Friday, November 9, 2012

Back to BaSics

So, it's been a while since I last posted and things have changed. Somewhat.

Now that Barack Obama has secured another four years in the White House, we can finally shift our attention away from the campaign trail and focus on real issues of national significance.

Can anyone think of an issue? Oh, I know! How about the Fiscal Cliff?! I heard that this one is going to be even more exciting than the debt ceiling debacle because this disastrous bit of legislation hanging over our heads is potentially more damaging to the US economy.

If you are not very familiar with the "Fiscal Cliff," my housemate Sam and I found this article on about.com that explains it pretty well. But essentially, our elected Representatives were unable to reach a long-term budget agreement, so instead, they decided to aggregate the worst possible combination of spending cuts and tax increases in one single bill with hopes that Republicans and Democrats will reach a "Grand Compromise" before the stipulations go into effect on January 1, 2013.

The logic behind this decision is fairly straightforward: put a bunch of stuff on a bill that Republicans and Democrats don't like to provide an incentive to make a deal. In an ideal world, both parties will find common ground by combining moderate spending cuts with some new source of revenue.
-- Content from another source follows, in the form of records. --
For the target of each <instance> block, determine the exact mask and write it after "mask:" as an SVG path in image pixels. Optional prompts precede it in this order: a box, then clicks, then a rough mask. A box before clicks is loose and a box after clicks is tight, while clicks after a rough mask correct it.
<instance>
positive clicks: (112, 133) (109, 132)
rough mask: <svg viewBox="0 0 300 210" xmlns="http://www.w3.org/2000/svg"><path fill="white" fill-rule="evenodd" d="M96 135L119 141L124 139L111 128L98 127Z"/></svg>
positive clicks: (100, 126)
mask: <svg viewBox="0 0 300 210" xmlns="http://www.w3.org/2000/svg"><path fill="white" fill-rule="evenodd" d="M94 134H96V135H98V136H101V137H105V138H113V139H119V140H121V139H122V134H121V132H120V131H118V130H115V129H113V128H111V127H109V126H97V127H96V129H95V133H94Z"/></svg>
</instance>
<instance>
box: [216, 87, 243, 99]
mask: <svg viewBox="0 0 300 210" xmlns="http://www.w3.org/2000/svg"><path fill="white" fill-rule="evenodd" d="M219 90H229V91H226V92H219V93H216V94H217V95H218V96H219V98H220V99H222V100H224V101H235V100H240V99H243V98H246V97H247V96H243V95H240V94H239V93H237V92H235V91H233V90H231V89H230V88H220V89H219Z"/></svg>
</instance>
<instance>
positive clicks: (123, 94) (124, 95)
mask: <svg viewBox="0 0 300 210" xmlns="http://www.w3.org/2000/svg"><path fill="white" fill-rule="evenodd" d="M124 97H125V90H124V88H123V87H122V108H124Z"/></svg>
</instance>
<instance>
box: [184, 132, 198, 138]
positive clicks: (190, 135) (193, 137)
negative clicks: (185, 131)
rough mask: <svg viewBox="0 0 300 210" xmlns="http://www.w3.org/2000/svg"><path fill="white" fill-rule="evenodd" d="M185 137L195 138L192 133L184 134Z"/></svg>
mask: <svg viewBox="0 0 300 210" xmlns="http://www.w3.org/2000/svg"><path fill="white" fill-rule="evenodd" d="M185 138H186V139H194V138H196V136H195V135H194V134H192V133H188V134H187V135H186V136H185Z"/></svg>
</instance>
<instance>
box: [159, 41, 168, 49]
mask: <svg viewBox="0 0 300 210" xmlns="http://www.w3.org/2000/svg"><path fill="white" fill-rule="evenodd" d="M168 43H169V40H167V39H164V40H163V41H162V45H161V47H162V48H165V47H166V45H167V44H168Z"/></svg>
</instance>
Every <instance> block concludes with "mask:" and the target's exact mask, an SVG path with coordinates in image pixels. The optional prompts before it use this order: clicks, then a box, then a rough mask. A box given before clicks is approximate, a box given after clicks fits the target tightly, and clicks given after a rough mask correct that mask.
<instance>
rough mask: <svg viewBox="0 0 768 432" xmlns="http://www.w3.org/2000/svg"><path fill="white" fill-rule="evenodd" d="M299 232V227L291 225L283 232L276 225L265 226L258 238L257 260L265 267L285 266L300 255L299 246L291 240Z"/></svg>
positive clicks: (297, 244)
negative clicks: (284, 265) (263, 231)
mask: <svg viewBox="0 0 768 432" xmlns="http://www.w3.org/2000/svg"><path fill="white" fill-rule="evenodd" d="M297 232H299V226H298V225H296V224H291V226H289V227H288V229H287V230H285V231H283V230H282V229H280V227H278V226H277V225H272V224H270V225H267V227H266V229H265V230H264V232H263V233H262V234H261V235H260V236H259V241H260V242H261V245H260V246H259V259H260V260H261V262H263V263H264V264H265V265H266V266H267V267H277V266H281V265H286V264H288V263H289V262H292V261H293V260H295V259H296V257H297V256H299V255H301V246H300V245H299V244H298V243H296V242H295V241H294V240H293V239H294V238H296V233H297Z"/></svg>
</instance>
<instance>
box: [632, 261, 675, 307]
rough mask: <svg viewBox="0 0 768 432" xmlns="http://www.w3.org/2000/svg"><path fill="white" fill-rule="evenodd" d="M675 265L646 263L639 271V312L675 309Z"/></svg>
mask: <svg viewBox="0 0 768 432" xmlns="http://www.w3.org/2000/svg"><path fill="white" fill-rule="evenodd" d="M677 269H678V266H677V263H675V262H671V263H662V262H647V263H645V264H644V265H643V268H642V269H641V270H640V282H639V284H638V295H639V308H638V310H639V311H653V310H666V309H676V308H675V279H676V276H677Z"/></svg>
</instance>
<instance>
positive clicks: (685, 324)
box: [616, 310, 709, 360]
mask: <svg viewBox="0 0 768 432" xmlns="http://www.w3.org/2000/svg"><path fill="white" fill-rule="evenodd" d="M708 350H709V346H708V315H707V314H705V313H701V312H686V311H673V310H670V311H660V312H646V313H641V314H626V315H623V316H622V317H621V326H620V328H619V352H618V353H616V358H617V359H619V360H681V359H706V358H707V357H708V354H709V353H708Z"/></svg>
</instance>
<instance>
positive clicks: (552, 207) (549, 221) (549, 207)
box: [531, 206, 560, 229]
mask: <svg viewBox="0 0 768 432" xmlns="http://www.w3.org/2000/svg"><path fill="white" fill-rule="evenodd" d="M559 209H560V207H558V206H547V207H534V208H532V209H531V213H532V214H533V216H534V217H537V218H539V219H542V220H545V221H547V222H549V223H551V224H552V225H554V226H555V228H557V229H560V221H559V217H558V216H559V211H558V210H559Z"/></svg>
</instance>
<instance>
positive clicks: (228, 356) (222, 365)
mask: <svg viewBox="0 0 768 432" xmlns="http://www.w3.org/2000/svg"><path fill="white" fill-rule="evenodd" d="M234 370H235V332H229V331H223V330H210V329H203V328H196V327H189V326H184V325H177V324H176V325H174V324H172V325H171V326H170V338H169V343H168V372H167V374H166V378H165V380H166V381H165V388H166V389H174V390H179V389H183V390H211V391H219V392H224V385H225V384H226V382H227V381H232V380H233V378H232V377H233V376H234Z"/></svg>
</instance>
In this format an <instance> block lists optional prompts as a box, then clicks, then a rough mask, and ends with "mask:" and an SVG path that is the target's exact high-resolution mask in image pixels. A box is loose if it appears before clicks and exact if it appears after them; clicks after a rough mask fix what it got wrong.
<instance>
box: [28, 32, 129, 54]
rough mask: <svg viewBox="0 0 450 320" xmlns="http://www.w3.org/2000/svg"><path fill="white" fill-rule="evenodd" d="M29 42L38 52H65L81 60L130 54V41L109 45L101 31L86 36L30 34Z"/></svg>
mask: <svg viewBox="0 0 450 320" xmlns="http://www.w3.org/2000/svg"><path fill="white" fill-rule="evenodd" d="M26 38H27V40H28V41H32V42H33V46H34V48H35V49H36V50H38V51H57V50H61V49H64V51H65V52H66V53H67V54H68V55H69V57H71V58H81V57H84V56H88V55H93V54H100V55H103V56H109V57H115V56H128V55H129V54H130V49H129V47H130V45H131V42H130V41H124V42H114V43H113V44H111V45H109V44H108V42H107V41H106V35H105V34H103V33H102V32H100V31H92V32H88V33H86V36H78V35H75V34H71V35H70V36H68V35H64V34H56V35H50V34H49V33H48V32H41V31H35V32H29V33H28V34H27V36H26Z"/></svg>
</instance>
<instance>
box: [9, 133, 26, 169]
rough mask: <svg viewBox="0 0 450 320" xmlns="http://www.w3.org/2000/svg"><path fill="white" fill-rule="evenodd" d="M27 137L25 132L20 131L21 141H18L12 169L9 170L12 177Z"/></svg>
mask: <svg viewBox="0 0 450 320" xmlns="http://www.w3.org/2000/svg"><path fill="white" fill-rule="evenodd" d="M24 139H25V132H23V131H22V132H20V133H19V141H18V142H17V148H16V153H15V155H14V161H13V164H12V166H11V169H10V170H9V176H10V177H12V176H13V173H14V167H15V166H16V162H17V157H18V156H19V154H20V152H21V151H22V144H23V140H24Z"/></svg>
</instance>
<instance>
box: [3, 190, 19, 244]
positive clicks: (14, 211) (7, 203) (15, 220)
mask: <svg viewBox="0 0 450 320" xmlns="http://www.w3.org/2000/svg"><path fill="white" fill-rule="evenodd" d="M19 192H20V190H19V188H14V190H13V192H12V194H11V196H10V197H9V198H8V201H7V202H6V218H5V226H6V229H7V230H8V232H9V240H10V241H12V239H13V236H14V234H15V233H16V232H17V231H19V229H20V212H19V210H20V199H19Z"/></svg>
In the Economist blog Free exchange, the author highlights a few of these possibilities. One of the most intriguing solutions comes from a paper written by Martin Feldstein, Maya MacGuineas and Daniel Feenberg for the National Bureau of Economic Research. They propose "capping the total amount that tax expenditures as a whole" to reduce each individual's tax burden. Specifically, they project that a 2 percent cap would raise $278 billion in 2011 and help simplify the tax code for 35 million taxpayers. A benefit of this system is appealing to both sides of the isle "because the TE benefit cap that we analyze would not single out any particular form of tax expenditure but would apply to the total of a all deductions and the key tax exclusion[.] [T]his approach would reduce the revenue cost of tax expenditures without unfairly burdening taxpayers who benefit from a particular deduction." 

I think the most interesting part of this proposal is that it was supported by Mitt Romney during his campaign, but not mentioned by the Obama administration as an option. Romney never articulated direct support of the aforementioned paper or the authors, but we can definitely expect that Romney would have implemented a very similar plan. 

In my opinion that is exactly why I think something like this could go into effect within the next month. Both sides of the isle can agree that this will raise enough revenue to make a (small) dent into our debt without raising income tax rates or imposing other, more noticeable tax increases.  My only worry is that the Obama administration will continue to ride the re-election high and insist that we have to raise tax rates. I'm fairly confident (for maybe the first time ever) that John Boehner will not not screw this up as he did with the debt ceiling by proposing a super radical plan of spending cuts that had no chance of passing the Senate or getting Obama's approval. Although the debt ceiling debacle was significant because it affected our debt rating and the bond markets, it did not pose as great a threat to our economy as the Fiscal Cliff does. As it turns out, our debt rating was lowered even after we reached a short term deal to raise the debt ceiling. However, it didn't change much. Our weak economy stagnated for a few months, but has continued to chug along, growing somewhere between 1.5-2.0% GDP per quarter. (Yeah, we all know that's garbage, but its been than Europe. Much better than Europe.)

On the other hand, the Fiscal Cliff has the potential to send the US economy back into recession. If no deal can be reached, the draconian cuts to government spending and large increases in tax could neutralize the gains we have made since 2008. Unemployment would rise sharply and corporate profits in all sectors of the economy would plummet.

I must say, I'm pumped that Obama was re-elected (if you didn't know that already). But, I'm not sure what the future holds. Republicans have already seemed to moderate their positions on "new revenue" which puts Congress in a much better situation that it was two years ago when its primary objective was to "defeat Barack Obama in 2012." Obama's victory has given him some political capital, but how he chooses to use it is crucial. In my opinion, Obama and the Democrats need to show the American people jsut how sensible and moderate they are by working with Boehner and the House Republicans on a Grand Compromise. Even if it isn't the best possible deal (favoring the Republicans perhaps), it is better than the alternative. Moreover, it will set a precedent of compromise that Democrats can use to push through their agenda during the next four years. If Obama and the Democrats start small, they will end big.